A executiva afirmou que o cenário internacional está marcado por forte instabilidade, principalmente por causa da escalada de tensões no Oriente Médio, uma das regiões mais importantes para a produção mundial de petróleo. Ainda assim, a estatal prefere observar o comportamento do mercado antes de tomar qualquer decisão sobre preços.
“A volatilidade está exacerbada. Mas nossa política segue sólida. Observamos as paridades internacionais de petróleo sem repassar as volatilidades para o mercado interno.”
A guerra na região elevou o preço do barril de petróleo para patamares que não eram vistos desde 2023. No mercado internacional, contratos do tipo Brent chegaram a ser negociados acima de US$ 88, enquanto o WTI superou os US$ 85, refletindo o temor de interrupções no fornecimento global.
O conflito ocorre em uma área estratégica para o abastecimento mundial de energia.

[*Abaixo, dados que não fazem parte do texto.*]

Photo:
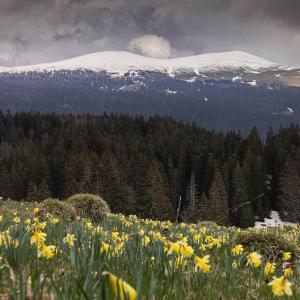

Países como Arábia Saudita, Irã, Iraque, Kuwait, Emirados Árabes Unidos e Catar estão entre os maiores produtores globais.
Outro fator sensível é o Estreito de Ormuz, na costa iraniana, por onde passa cerca de 20% da produção mundial de petróleo. Qualquer risco de interrupção nessa rota provoca reação imediata nos preços internacionais.
Esse movimento já começa a criar uma diferença entre o valor do petróleo no exterior e os preços praticados no mercado brasileiro.
Segundo cálculo da Associação Brasileira dos Importadores de Combustíveis, a defasagem indicaria a necessidade de aumento de cerca de R$ 0,29 por litro da gasolina vendida nas refinarias da Petrobras.
Mesmo com o cenário volátil, a presidente da estatal afirmou que a companhia tem estrutura financeira para operar em diferentes níveis de preço do petróleo, revelou o UOL.
“Se o barril estiver a US$ 85, estamos preparados. Se estiver a US$ 55, também precisamos estar preparados.”
A empresa afirma que acompanha o mercado internacional diariamente e que decisões sobre preços dependem da intensidade e da duração da volatilidade.
Segundo executivos da companhia, mudanças rápidas no mercado poderiam exigir respostas mais ágeis. Até agora, porém, a Petrobras afirma não trabalhar com premissas que indiquem reajuste imediato.
O diretor de logística, comercialização e mercados da companhia, Claudio Schlosser, afirmou que a empresa monitora as condições globais de fornecimento e pode ajustar rotas de exportação ou importação caso o cenário internacional piore.
As refinarias brasileiras também utilizam petróleo importado em parte de suas operações, o que torna o acompanhamento do mercado internacional ainda mais importante.
Apesar da instabilidade no mercado internacional, os resultados financeiros da companhia em 2025 vieram fortes. O lucro atingiu R$ 110,1 bilhões no ano, valor cerca de 200% superior ao registrado em 2024.
No quarto trimestre, o resultado ficou em R$ 15,5 bilhões, queda em relação ao trimestre anterior, mas ainda dentro das expectativas do mercado.
A produção total de óleo e gás natural chegou a 2,99 milhões de barris de óleo equivalente por dia, crescimento de 11% na comparação anual e novo recorde da companhia.
Enquanto investidores observam o avanço das cotações do petróleo e a escalada da guerra no Oriente Médio, o mercado de combustíveis no Brasil segue aguardando o próximo movimento da Petrobras, que continua avaliando o cenário internacional antes de qualquer decisão sobre reajuste.